二是冲动的区域发展愿景与不匹配的环境本底之间的矛盾。多年来,长江经济带沿线一直是全国经济较为发达的区域,但其内部各地区的发展也是极不平衡的。从经济总量看,长江上游4个省市经济总产值占长江流域的22%,中游3个省份经济总产值占24%,而下游4个省市创造了54%的经济总产值。从污染排放看,长江流域的废水23%来自上游,27%来自中游,50%来自下游。需要合理利用区域发展需求,缓解重点区域的环境压力。
三是短期利润诱惑与长期环境欠债之间的矛盾。多年来,长江经济带粗放的发展方式之所以存在,自有其合理性。因为这种生产方式的短期成本低、企业利润高、政绩见效快。可见,绿色长江经济带发展是对原有经济增长方式的摒弃,也是一次生产力与生产关系的重大变革,这种变革必然会存在阵痛。
建设绿色长江经济带有哪些优势?
尽管建设绿色长江经济带面临诸多矛盾和挑战,但是作为全国自然资源环境较为优越的地区,绿色长江经济带建设有着先天的优势与条件。
首先,长江经济带沿线城市拥有较为完善的环境基础设施。2012年,长江经济带沿线城市的工业固体废物综合利用率、城镇生活污水集中处理率、生活垃圾无害化处理率均高出全国平均水平,尤其是工业固体废物综合利用率,高出全国水平5个百分点。

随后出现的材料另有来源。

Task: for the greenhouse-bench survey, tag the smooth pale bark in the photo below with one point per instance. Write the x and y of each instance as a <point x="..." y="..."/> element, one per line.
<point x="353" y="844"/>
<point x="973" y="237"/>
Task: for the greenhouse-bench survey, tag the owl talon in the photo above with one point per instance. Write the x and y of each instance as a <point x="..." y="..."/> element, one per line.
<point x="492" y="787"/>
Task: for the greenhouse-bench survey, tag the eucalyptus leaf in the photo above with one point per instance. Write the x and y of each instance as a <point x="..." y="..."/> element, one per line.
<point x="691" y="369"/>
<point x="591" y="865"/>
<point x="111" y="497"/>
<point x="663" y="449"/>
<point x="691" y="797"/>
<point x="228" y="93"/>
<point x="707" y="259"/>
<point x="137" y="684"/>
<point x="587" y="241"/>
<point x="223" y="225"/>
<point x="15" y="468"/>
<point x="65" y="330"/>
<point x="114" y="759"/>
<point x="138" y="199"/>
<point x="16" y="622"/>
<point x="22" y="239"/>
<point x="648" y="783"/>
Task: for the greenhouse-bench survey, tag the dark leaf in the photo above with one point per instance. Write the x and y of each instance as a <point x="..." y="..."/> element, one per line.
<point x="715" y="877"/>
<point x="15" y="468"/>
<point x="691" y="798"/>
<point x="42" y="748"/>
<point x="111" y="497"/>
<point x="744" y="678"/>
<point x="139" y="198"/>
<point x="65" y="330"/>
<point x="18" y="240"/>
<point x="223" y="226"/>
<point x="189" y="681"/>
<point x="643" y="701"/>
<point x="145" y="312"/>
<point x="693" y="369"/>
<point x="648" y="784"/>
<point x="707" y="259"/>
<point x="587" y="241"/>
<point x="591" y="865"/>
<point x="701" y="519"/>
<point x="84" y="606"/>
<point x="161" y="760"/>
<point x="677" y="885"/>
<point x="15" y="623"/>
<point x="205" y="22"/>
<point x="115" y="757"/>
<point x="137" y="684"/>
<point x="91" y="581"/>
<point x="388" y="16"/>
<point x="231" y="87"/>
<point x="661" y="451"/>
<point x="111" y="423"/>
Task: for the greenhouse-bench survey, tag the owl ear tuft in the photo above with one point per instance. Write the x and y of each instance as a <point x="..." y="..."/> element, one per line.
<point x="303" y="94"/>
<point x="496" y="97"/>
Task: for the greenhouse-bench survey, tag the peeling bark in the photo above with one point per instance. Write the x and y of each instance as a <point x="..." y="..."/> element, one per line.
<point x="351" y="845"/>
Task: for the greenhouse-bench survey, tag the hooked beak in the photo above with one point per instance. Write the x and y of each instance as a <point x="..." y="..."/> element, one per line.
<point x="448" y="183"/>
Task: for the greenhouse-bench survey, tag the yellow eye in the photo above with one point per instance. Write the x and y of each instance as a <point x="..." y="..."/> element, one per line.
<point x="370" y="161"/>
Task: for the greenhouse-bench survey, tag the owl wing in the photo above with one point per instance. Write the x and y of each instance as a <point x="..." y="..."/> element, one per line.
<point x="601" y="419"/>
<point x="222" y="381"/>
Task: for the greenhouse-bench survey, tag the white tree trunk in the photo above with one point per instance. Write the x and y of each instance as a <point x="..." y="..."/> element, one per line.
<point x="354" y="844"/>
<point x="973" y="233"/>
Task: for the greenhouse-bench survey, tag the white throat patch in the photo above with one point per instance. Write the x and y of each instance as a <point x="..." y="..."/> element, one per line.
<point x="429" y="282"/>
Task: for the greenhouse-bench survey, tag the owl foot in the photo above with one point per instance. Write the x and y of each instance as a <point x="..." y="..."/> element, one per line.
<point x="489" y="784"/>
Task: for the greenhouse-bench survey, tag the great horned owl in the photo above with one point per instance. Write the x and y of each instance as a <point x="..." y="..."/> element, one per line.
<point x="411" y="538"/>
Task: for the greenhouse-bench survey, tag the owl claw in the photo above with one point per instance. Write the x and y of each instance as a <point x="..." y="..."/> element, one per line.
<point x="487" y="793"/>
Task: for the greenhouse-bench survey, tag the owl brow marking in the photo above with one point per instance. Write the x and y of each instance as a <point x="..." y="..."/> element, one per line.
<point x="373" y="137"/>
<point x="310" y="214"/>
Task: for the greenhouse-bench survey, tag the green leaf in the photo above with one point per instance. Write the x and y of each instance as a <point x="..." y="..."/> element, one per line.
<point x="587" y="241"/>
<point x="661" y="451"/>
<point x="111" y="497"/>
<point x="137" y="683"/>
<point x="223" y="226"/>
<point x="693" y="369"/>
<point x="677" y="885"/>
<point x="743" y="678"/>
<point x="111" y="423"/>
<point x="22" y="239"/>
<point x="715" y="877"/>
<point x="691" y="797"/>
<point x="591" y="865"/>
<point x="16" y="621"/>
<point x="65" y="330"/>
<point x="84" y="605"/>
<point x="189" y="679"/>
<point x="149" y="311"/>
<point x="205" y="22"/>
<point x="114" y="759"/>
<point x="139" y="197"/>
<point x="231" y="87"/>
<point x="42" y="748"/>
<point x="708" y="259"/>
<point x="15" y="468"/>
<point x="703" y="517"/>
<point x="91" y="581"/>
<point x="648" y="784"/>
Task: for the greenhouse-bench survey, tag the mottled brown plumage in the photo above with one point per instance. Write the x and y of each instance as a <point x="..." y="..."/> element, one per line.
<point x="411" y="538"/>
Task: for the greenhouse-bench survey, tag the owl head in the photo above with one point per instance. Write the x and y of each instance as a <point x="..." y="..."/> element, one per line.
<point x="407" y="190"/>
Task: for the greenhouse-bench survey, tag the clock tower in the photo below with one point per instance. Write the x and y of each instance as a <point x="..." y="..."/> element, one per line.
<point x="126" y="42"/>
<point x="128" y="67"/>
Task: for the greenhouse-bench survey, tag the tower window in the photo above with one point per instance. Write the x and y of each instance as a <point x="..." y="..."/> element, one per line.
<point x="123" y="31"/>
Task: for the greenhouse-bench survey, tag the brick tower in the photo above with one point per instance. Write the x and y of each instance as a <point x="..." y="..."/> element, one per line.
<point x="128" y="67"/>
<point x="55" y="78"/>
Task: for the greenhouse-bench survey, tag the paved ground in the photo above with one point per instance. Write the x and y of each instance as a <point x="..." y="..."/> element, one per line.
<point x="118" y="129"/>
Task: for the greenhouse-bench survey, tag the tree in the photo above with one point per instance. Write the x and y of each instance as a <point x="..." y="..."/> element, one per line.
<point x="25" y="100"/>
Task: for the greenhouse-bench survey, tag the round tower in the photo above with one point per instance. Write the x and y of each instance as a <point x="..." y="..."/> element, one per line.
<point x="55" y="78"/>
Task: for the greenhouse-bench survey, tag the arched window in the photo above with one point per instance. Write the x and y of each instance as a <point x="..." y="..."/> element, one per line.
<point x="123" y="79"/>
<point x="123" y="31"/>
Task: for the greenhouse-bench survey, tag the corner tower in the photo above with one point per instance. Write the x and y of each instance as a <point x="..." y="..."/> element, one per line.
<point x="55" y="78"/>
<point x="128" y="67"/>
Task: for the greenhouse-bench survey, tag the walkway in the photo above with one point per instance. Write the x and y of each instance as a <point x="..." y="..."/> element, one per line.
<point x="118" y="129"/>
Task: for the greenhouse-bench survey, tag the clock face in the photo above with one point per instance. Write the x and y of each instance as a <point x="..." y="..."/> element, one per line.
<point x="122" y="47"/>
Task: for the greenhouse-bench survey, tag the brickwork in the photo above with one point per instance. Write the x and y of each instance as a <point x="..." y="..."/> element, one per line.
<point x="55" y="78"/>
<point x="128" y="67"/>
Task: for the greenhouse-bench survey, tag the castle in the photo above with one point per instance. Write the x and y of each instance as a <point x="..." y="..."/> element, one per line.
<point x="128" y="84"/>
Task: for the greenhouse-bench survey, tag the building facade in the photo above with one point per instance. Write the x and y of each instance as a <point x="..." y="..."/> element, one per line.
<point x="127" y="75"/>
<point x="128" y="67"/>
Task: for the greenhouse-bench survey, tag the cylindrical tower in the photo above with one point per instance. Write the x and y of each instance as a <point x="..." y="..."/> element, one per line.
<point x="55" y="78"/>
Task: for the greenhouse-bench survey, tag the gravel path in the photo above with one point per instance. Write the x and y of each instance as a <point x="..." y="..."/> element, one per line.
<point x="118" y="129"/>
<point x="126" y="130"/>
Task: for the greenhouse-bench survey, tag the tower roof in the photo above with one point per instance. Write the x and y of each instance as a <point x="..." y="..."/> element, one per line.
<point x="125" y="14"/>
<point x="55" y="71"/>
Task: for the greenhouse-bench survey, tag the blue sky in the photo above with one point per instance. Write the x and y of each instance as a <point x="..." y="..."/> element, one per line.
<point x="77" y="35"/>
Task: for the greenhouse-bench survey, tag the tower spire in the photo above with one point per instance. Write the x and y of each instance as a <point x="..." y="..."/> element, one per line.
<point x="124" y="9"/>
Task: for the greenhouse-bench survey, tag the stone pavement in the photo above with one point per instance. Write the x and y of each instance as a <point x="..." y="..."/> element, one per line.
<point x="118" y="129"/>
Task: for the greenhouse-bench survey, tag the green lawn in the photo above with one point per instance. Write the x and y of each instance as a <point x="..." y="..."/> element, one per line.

其次,环境管理部门对长江流域的严格环境规制多年来从未松懈。1996年出台《水污染防治法》以来,我国积极推进长江流域水污染防治,国家环保部门以及相关部门出台了多个政策。如2001年的《三峡库区及其上游水污染防治规划》,2008年的《三峡库区及其上游水污染防治规划(修订版)》,2010年的《长江中下游流域水污染防治规划(2011~2015年)》,2011年的《长江保护与发展报告2011》等。2014年11月,长江沿岸27个中心城市共同签署了《长江流域环境联防联治合作协议》。上述严格的环境规制与合作协议培养了长江经济带区域内企业与公众的环境意识,也在长江经济带的绿色建设上先行一步。
另外,长江经济带拥有全国“两型社会”试点城市群和若干生态文明示范区,为建设绿色长江经济带打下了良好基础。2007年12月,国家发改委批准武汉城市圈和长株潭城市群为全国资源节约型和环境友好型社会建设综合配套改革试验区。继武汉城市圈、长株潭城市群“两型社会”建设综合配套改革试验区获批后,国务院还批复了鄱阳湖生态经济区规划。安徽省合肥市也在全力打造环巢湖生态文明示范区。此外,江西、云南、贵州等省也被全境纳入第一批生态文明先行示范区。
建设绿色长江经济带要把握哪些关键点?
第一,将长江经济带确立为中国绿色发展先行区、示范带,以此推动经济与环境的协调促进,走提质增效、绿色发展的路子。长江经济带已经有两个“两型社会”试验区和若干第一批生态文明先行示范区,但这些试验区、示范区都是以个别省市为单位而设立的。以省市为单位设立的生态示范区只能针对这些省市的生态环境特点开展,尚缺乏立足全经济带的整体观,这对于作为国家主要空间发展战略的长江经济带是远远不够的。应将长江经济带视为整体,全面考虑长江经济带在全国生态文明建设中的先行地位,科学考察长江经济带对周边地区生态环境的辐射影响,精确考量长江经济带内部各省(市)、各流域区段经济与环境的互动作用,将长江经济带打造成中国绿色发展先行带。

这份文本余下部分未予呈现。